Japan picture

                Japan reported a 2.3% contraction in its economy during the fourth quarter.  This comes as the third contraction in the last four quarters, a worrisome sign for its economy and chances for a double dip.   Floods in Thailand hurt production and a strong yen are the main sources for its GDP miss.  Exports were down 3.1% on a stronger yen as governments around the world were unwilling to pay a higher premium for goods.

The Bank of Japan concludes a two day meeting on Tuesday to decide what monetary easing policies should be used to help save Japan’s delicate economic state.  Bank of Japan Governor, Masaaki Shirakawa commented that Japan’s economy was in a “severe state”.

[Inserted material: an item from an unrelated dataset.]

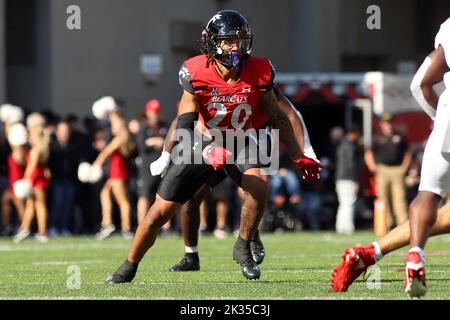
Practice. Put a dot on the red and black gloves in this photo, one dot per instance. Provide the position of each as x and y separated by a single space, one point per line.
310 168
215 156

Analysts were expecting only a contraction of 1.3% but Japan reported a 2.3% contraction.  However, the report exposed many other unflattering numbers.  Private inventories fell 0.3%, public investment was down 9.5%, the yen hit its highest level since the end of World War 2, and 2011 was Japan’s first trade deficit in 31 years.  These are all very awful signs that could be pointing towards a double dip recession.  Japan is having a hard time recovering from the tragic earthquake back in 2011 and it is certainly taking its toll on the economy.

Executives from Toyota and Nissan say that it is near impossible to export cars and make money at this exchange rate.  The carmakers express that tough times may be ahead as they cut forecasts and earnings projections.

However, there are signs that the worst may be over and Japan could be starting off a recovery.  For one thing, analysts see full year 2012 GDP coming in at 1.7% on a stronger US economy and getting its act together by easing its currency and making exports cheaper.  Another good sign is machine orders were up 10% in October to December, making analysts believe Japan could be returning to industrial production levels prior to the earthquake.  Analysts believe a rise in investment could help boost the economy in the coming year.

If you are a contrarian investor, then Japan may be the investment for you.  Clearly times are tough but if the analysts prove to be right, you could be sitting on a gold mine.  Conversely, if the Bank of Japan fails to keep the economy in check and ease its currency then this recovery scenario could prove to be just a bunch of high hopes.